Prior to the snowstorm WVU Mobile Web would usually average around 2,700 page views on a weekday. Starting February 7 WVU Mobile Web set records for total page views every day until February 10 when it reached a peak of 10,400 page views. It seems that the more uncertainty their was regarding if school would be open the greater the page views. WVU Mobile Web really became an important outlet in letting users know what was going on at the school. The last data point, February 11, is still well above the average at 4,100 page views.
The record page views were partially driven by visits to two sections that normally don't see much traffic, Emergency and News. Both sections, prior to the snowstorm, averaged 150 page views total per week. On February 10, the peak for visits, Emergency had 2,100+ page views and had had 5,200+ page views over the previous week. That's 34 times the normal average for a week. News was similar if slightly lower. On the day of the peak it had 880+ page views and had 2,800+ page views over the previous week. Emergency was updated as weather alerts went out with the latest information regarding the status of school. News was updated with the regular RSS feed from WVUToday. Other sections continued along their normal average. The only other section to see a significant increase was Map. I'm still unsure why Map saw an increase.
In order to gauge real use of WVU Mobile Web we need to look at how activity in each section, including the home page, relates the the total page views of the system. Our WiFi login home page is the WVU home page so when a user signs into the WiFi network from their iPod Touch they visit WVU Mobile Web automatically. They may leave the service immediately but they'll count as a page view. If a user visits a section then they've had two visits, home and the section. So we know the system is really being used if the percentage of home page visits is 50% or less of the overall traffic. As you can see the percentage of home page visits was less than 50% for the entire event showing that the system wasn't just acting as a landing page for WiFi logins.
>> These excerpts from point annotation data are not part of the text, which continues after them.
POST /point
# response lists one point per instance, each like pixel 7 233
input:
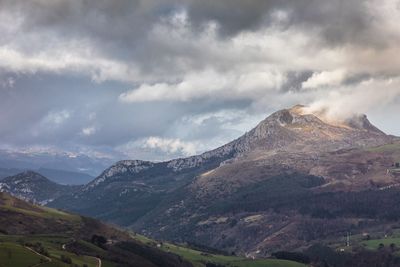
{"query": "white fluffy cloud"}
pixel 324 78
pixel 165 77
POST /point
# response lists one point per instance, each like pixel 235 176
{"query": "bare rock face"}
pixel 256 193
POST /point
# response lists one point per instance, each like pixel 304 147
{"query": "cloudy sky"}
pixel 156 79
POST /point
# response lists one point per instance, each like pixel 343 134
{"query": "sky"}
pixel 154 80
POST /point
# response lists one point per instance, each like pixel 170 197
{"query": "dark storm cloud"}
pixel 339 21
pixel 110 74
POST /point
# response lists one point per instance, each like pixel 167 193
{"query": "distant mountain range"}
pixel 34 187
pixel 57 176
pixel 295 179
pixel 35 160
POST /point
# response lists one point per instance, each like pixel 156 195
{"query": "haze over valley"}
pixel 215 133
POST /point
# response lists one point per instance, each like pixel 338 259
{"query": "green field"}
pixel 374 243
pixel 14 255
pixel 22 257
pixel 199 259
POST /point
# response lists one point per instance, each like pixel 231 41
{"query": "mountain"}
pixel 66 177
pixel 295 179
pixel 34 187
pixel 55 160
pixel 58 176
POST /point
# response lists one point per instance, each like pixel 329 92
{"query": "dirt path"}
pixel 98 261
pixel 37 253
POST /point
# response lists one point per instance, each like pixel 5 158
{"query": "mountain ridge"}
pixel 198 199
pixel 34 187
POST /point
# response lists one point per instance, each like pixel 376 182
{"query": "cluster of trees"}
pixel 323 256
pixel 293 193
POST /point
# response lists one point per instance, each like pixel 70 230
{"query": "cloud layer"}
pixel 160 79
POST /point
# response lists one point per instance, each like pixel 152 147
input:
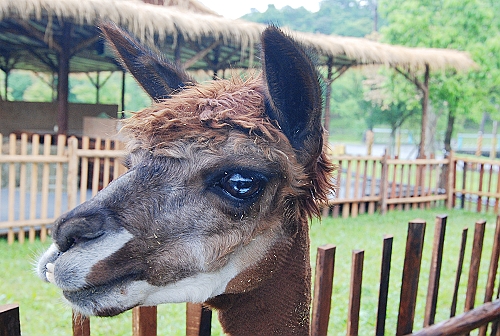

Finally, here's a breakdown of use of WVU Mobile Web by device type as the snowstorm continued. The most interesting line is the purple one. While iPhone and Smartphone stay roughly the same over time their was a doubling, percentage-wise, of use by computers. It's interesting that while we target WVU Mobile Web to mobile devices it is accessible, and was obviously used, by users at their desks. This may show that their is an untapped audience out there who may find the services Mobi provides useful. Feature Phone has the bump just because the total page views for the 6th are low so any visit by a Feature Phone is magnified in the percentages.